Kids walk in front of a stopped school bus.
J. Tyler Franklin
Kids walk in front of a stopped school bus.

Three members of the Jefferson County Board of Education have called a special meeting for Wednesday to vote on a transportation plan for next year, which may include cuts to magnet transportation.

With little more than 24 hours notice, the Jefferson County Board of Education announced a special meeting to vote on a controversial transportation plan for next year.

That vote was originally scheduled for April 16, but the transportation plan is now on the agenda for a special meeting at 6 p.m.
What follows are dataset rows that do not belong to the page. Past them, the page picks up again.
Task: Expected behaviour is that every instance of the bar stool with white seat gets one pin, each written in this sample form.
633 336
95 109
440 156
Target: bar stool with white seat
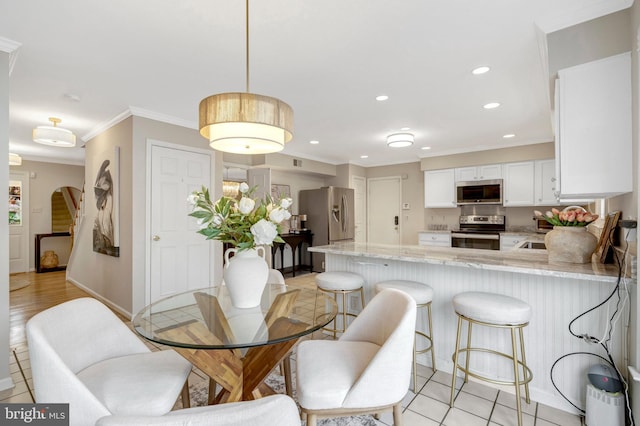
500 311
343 283
422 294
Wednesday.

“We need a decision soon, rather than next week,” District 5 board member Linda Duncan said. “Our transportation people need to know how to move forward.”
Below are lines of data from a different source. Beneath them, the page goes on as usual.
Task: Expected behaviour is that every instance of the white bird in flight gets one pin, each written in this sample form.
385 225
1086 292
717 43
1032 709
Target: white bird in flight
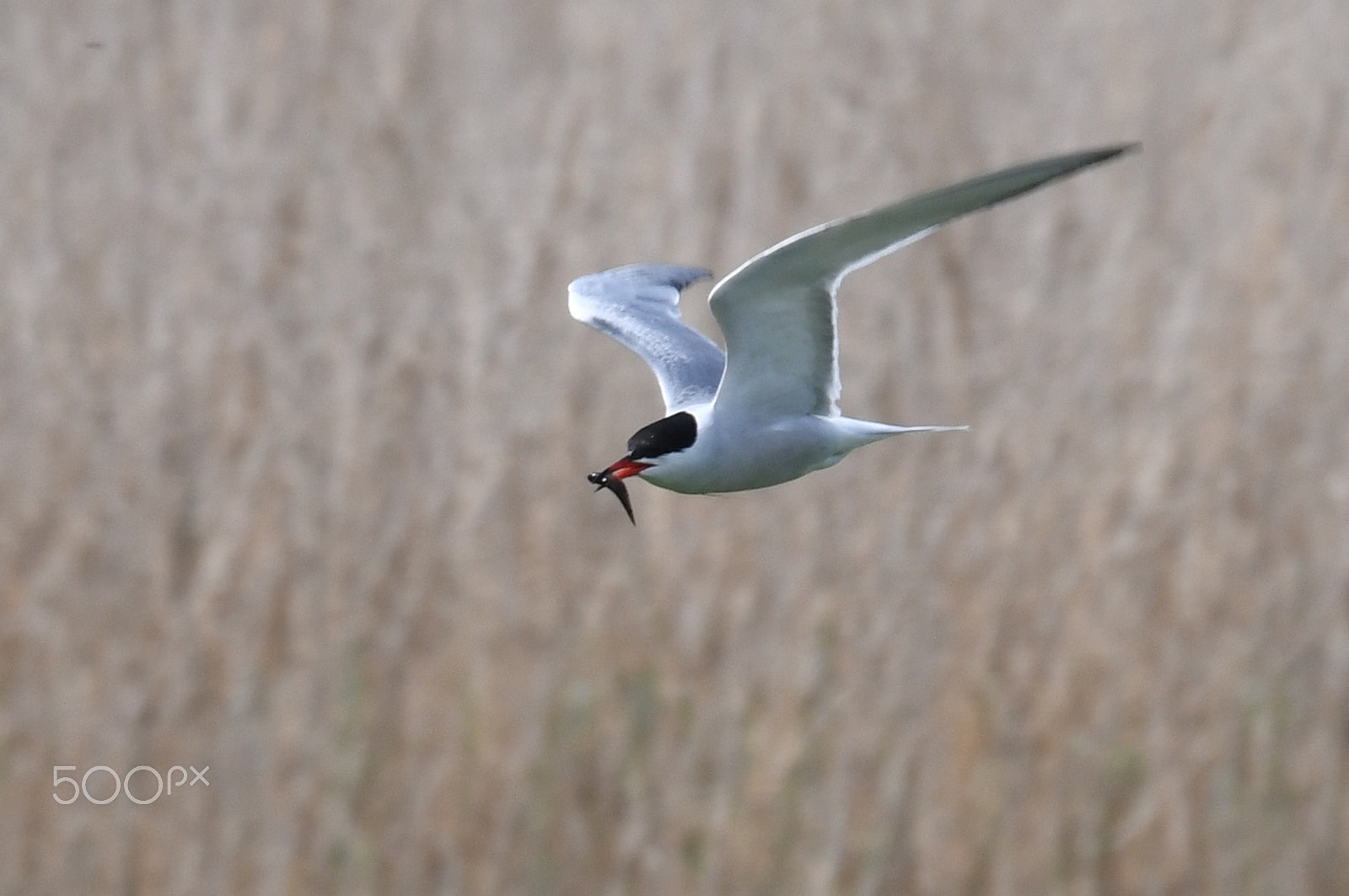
766 410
No details of the proposal were immediately available on the board’s website, but the latest recommendation from Jefferson County Public Schools Superintendent Marty Pollio was to cut transportation for nearly all magnet and traditional school students.

Duncan said that transportation staff met individually with each board member Tuesday and presented several options. One option, according to Duncan, is to make the cuts to magnet and traditional schools, consolidate to fewer start times, and rework routes so that they are more regional. A second option would also consolidate to fewer start times and rework the routes, but maintain transportation for magnet and traditional students, Duncan said. However, she said JCPS staff told her that option would result in students losing 6 million instructional minutes to delays over the course of the school year. Students have already lost more than 7 million instructional minutes this year, under the current plan, according to JCPS staff.
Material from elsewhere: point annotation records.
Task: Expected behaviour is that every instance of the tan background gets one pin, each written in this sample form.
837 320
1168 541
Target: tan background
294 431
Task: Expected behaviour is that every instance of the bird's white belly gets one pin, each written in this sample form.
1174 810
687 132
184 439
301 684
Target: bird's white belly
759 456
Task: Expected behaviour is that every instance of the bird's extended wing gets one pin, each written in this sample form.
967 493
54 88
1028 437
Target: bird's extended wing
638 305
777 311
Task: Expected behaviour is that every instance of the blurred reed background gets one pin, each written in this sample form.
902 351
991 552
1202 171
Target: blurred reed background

Duncan said staff also presented the option of maintaining the current plan, and another option that cut magnet transportation except to schools that had high levels of poverty.

Asked if Duncan thought the public had enough notice to weigh on the plans, Duncan argued that it’s not an issue for the public to determine.

“I don't know that it's an issue that you take to the public and say ‘Which one of these three things do you like the best? And we'll go with that.’ … I think this is one where we have to use our best judgment based on what transportation people are telling us.”

The meeting will be held at the VanHoose Education Center, which has a maximum capacity of 142 people. That’s left dozens of people waiting in the parking lot during recent meetings.

Duncan along with board members Chris Kolb of District 2 and Joe Marshall of District 4 called the meeting.

Duncan said not all board members were supportive of moving up the vote.

Under board policy, a special meeting can be called by either the board chair or any three members of the board.

This story has been updated with additional information.